The aim of this assignment is to implement a face detection algorithm using a sliding window model based on Viola-Jones 2001 and Dalal-Triggs 2005. This implementation uses SIFT features to classify image patches as being face or non-face. Both linear and non-linear classifiers are used and evaluated for performance. Both classifiers are trained using random negative data initially. Then the performance of the classifiers are compared after retraining them with mined hard negative data.
Two major modifications for the project were done in get_img_feats and get_hard_negatives functions.
The get_img_feats function was implemented to increase the run-time of the algorithm since the given code was making patches from each image and then trying to find the SIFT features of the patches one by one. The get_img_feats function finds features of the whole image so that each feature corresponds to the patch that would have been extracted instead.
The get_img_crops function which I was trying to mimic was finding crops as long as the full crop is available while the vl_dsift function used to extract features exterpolates some portions of the image if the requested region is half full.
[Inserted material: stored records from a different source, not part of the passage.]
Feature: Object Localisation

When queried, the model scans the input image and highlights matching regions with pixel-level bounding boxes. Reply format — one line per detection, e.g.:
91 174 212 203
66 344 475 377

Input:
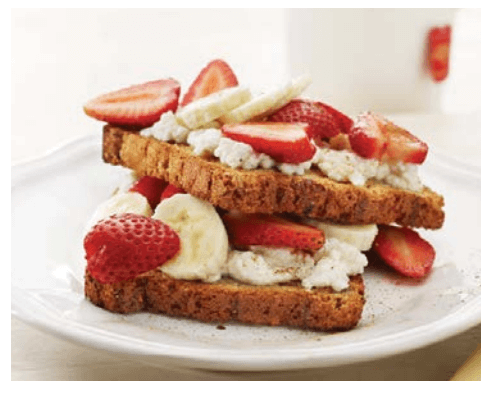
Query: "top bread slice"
103 125 445 229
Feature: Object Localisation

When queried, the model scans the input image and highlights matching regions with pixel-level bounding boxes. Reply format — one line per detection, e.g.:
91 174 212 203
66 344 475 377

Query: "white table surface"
11 113 481 381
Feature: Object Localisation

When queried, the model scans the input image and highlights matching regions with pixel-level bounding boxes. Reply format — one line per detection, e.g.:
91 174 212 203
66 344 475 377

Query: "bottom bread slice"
85 269 365 331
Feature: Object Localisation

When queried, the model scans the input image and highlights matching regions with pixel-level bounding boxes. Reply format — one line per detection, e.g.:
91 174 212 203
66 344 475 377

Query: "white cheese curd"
187 128 222 156
224 246 314 285
213 137 275 169
141 115 423 191
276 161 312 175
224 238 368 291
314 148 423 191
302 238 368 291
141 111 190 143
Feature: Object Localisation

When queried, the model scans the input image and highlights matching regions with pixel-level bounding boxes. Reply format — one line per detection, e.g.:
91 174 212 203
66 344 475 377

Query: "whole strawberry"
268 99 353 139
84 213 180 284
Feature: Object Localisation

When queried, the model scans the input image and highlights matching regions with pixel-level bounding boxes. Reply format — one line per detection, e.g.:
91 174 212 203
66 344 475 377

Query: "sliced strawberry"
348 112 387 160
320 102 353 134
222 213 325 251
160 184 186 201
268 99 341 138
348 112 428 164
84 213 180 284
372 225 435 278
129 176 167 209
181 59 239 107
222 122 315 164
84 79 181 128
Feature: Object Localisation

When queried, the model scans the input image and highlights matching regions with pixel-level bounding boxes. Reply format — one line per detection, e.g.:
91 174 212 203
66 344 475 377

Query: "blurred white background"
11 9 480 162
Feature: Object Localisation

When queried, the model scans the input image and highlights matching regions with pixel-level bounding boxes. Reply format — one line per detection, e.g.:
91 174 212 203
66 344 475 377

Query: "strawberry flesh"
181 59 239 108
160 184 186 201
84 213 180 284
222 213 325 251
348 112 428 164
372 225 435 278
268 99 340 138
129 176 167 209
268 99 353 140
84 79 181 128
222 122 316 164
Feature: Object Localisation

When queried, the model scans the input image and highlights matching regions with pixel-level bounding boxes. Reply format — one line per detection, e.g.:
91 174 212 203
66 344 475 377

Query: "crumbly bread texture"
103 125 445 229
85 269 365 331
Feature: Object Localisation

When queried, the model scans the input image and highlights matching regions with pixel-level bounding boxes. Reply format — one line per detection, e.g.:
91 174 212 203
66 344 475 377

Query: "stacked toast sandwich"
84 60 444 331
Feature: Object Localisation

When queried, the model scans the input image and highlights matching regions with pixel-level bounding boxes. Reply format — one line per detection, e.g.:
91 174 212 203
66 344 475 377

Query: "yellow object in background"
450 345 481 381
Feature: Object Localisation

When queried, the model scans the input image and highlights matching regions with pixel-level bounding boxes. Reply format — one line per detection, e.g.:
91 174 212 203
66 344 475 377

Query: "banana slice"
153 194 228 282
85 192 152 233
305 220 378 251
219 75 312 124
176 86 251 130
261 74 312 117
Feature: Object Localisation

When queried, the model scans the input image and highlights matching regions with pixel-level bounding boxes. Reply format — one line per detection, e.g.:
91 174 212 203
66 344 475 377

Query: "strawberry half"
268 99 341 138
160 184 186 201
222 213 325 251
268 99 353 139
129 176 167 209
222 122 315 164
84 213 180 284
181 59 239 107
372 225 435 278
348 112 428 164
84 79 181 128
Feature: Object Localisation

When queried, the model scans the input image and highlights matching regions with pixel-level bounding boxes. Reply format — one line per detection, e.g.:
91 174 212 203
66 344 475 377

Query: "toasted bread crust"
85 269 365 331
103 125 444 229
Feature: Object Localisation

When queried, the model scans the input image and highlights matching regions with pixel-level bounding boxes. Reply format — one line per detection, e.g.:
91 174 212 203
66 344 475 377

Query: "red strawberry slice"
181 59 239 107
222 213 325 251
222 122 315 164
428 25 452 82
320 102 353 134
84 213 180 284
372 225 435 278
348 112 428 164
160 184 186 201
268 99 341 138
84 79 181 128
129 176 167 209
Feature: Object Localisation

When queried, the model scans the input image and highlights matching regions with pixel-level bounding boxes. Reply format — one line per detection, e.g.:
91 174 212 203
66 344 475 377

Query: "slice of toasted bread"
103 125 444 229
85 269 365 331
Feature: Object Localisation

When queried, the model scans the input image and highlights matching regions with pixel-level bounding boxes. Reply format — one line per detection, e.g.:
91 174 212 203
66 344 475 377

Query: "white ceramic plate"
11 136 481 370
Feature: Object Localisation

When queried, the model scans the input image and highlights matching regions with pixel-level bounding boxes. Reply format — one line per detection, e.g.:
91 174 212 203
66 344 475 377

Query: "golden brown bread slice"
85 269 365 331
103 125 444 229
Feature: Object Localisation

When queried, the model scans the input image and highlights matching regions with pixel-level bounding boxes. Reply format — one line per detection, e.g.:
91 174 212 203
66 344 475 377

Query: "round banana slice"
85 192 152 232
153 194 228 282
219 75 312 124
305 220 378 251
176 86 251 130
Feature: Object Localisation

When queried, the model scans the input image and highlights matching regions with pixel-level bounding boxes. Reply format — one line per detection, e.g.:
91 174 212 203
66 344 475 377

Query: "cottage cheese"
224 238 368 291
141 111 190 143
314 148 423 191
141 112 423 191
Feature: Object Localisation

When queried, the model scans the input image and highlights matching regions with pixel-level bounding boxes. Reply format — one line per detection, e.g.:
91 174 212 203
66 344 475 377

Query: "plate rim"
11 135 481 371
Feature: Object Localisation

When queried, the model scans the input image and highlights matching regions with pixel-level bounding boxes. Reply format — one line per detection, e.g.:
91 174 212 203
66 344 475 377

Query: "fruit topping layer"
85 59 428 192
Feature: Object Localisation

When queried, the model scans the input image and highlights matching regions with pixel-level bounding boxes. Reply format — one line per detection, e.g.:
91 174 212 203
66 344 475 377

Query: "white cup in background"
287 9 457 115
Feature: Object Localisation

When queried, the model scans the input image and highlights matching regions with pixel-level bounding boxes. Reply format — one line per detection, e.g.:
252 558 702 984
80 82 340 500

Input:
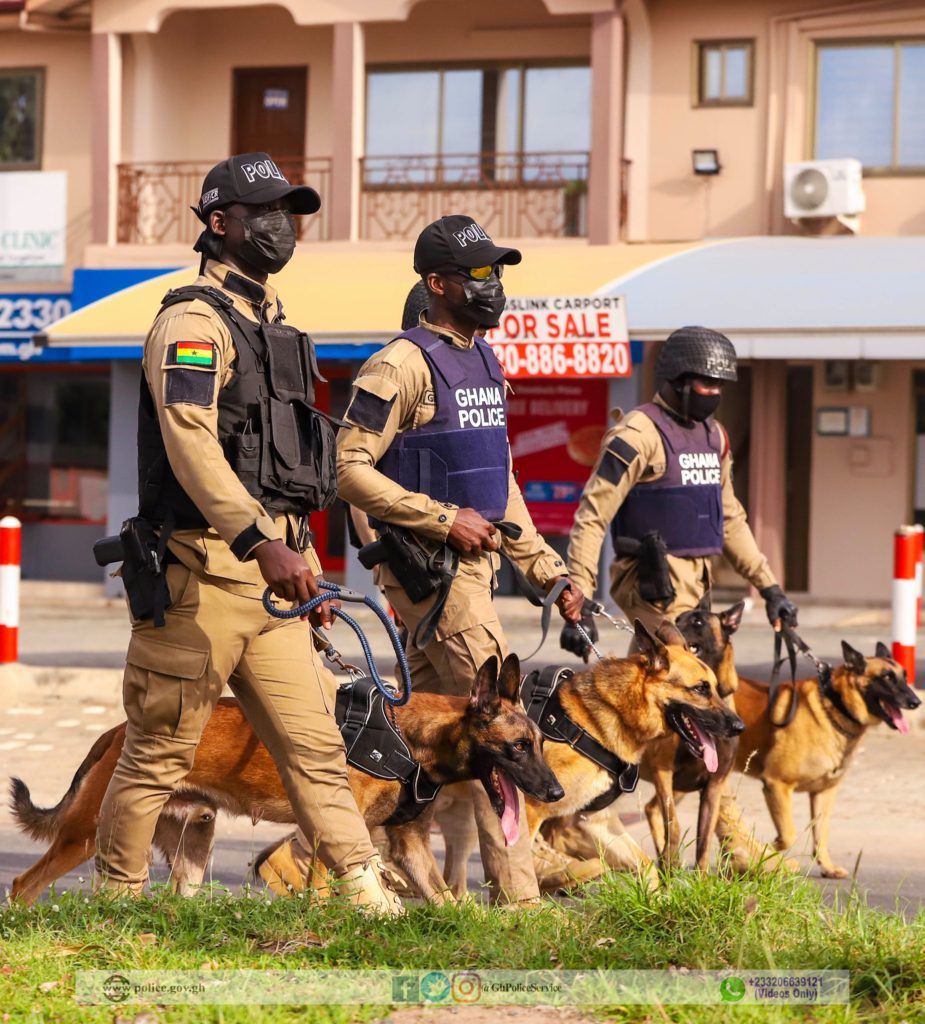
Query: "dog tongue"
690 719 719 772
498 768 520 846
882 700 909 732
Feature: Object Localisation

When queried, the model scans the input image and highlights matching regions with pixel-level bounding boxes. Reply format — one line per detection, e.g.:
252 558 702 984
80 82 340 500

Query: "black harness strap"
334 676 442 825
520 665 639 811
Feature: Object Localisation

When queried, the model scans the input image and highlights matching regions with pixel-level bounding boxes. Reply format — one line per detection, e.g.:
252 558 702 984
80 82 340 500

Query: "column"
749 359 787 585
328 22 366 241
588 3 624 245
90 32 122 245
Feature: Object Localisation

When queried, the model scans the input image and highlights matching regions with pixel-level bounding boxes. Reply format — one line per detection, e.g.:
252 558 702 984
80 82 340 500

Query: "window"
815 40 925 171
0 68 44 171
695 39 755 106
366 66 591 185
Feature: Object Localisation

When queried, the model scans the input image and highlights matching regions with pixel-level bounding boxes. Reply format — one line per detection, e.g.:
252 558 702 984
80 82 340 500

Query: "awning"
43 239 698 357
607 237 925 359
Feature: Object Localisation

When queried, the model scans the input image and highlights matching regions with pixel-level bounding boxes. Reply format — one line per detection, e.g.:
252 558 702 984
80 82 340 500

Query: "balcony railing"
360 153 588 239
116 157 331 245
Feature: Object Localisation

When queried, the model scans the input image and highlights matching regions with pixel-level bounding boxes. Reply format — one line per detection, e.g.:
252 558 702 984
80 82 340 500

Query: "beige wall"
807 361 922 601
628 0 925 241
0 32 90 275
123 6 332 162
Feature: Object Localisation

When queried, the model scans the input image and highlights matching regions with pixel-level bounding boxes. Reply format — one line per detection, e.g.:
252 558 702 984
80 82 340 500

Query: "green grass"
0 872 925 1024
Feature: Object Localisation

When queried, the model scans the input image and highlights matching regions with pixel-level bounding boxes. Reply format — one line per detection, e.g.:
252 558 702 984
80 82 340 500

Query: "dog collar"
334 676 442 825
520 665 639 811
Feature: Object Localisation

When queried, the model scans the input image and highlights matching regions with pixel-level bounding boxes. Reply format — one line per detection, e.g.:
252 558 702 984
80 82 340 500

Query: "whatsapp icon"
719 978 745 1002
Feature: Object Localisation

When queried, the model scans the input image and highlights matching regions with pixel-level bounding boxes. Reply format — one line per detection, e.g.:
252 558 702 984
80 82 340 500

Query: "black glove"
758 584 799 627
559 598 597 662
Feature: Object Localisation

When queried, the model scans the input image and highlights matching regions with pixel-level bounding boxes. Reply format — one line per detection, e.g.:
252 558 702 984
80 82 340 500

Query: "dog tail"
9 725 122 842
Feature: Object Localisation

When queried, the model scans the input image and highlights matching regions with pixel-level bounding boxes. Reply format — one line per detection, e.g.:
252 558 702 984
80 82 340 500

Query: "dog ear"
841 640 868 676
656 618 690 650
635 618 668 675
498 654 520 703
719 601 745 639
469 654 498 713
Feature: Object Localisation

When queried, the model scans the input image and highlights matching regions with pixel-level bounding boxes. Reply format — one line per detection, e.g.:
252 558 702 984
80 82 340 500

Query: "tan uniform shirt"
569 396 776 594
337 316 565 587
141 260 321 597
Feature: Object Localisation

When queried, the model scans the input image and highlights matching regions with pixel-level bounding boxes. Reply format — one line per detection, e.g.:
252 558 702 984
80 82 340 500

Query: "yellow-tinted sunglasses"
457 263 504 281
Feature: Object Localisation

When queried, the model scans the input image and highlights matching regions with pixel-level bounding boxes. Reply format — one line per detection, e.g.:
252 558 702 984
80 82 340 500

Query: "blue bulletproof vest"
376 327 510 519
611 401 723 558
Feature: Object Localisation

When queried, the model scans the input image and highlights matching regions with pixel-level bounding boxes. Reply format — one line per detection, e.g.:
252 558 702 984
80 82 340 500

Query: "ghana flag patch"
167 341 215 370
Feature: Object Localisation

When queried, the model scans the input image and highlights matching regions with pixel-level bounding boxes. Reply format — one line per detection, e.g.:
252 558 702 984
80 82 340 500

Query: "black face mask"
675 381 722 423
231 210 295 273
463 273 507 328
The boundary option of the vl_dsift function was used to cancel this exterpolation. Also the bin size for the vl_dsift was chosen so that it is one-forth of the patch size used by crops. This was due to SIFT features covering a region of 4-by-4 bins. And finally the center locations generated by the vl_dsift function finds the center of starting point of all the bins instead of their centers, therefore an offset was added to the result to get a 100% match with the result of get_img_crops function
The other main function implemented, get_hard_negatives, was a mixture of get_rand_negatives and run_detector functions. It basically searches the non_face images to find faces, and the faces it found were converted into crops and then to features to train the classifier for negative images. This is expected to improve the classifier so that it avoids the errors it did to find those false positives.
The implementation that uses hard negatives, runs for four iterations so that it trains itself with random negatives in the first iteration and then with hard negatives in the following iterations. The number of was selected based on some experiments and increasing the number of iterations any further only make the performance worse due to overfitting. That being said, the performance of the algorithm varies at each run due to selecting random negative features among the found false positives.
Accuracy Percentage Graph using linear classifier trained for only randomly selected negatives
Accuracy Percentage Graph using linear classifier retrained for hard negatives
Accuracy Percentage Graph using non-linear classifier trained for only randomly selected negatives
Accuracy Percentage Graph using non-linear classifier retrained for hard negatives
The accuracy of the models always improve after mining for hard negatives. Using a non-linear classifier improves the accuracy of the model significantly when only random negatives are used but linear classifier seems to work better when hard negatives are mined using the classifier.
When the trained classifer was tested over the class photo, using the non-linear classifier with hard-negatives, the following detections were obtained. As can be seen, there are too many false positives but still all the faces other than three were detected.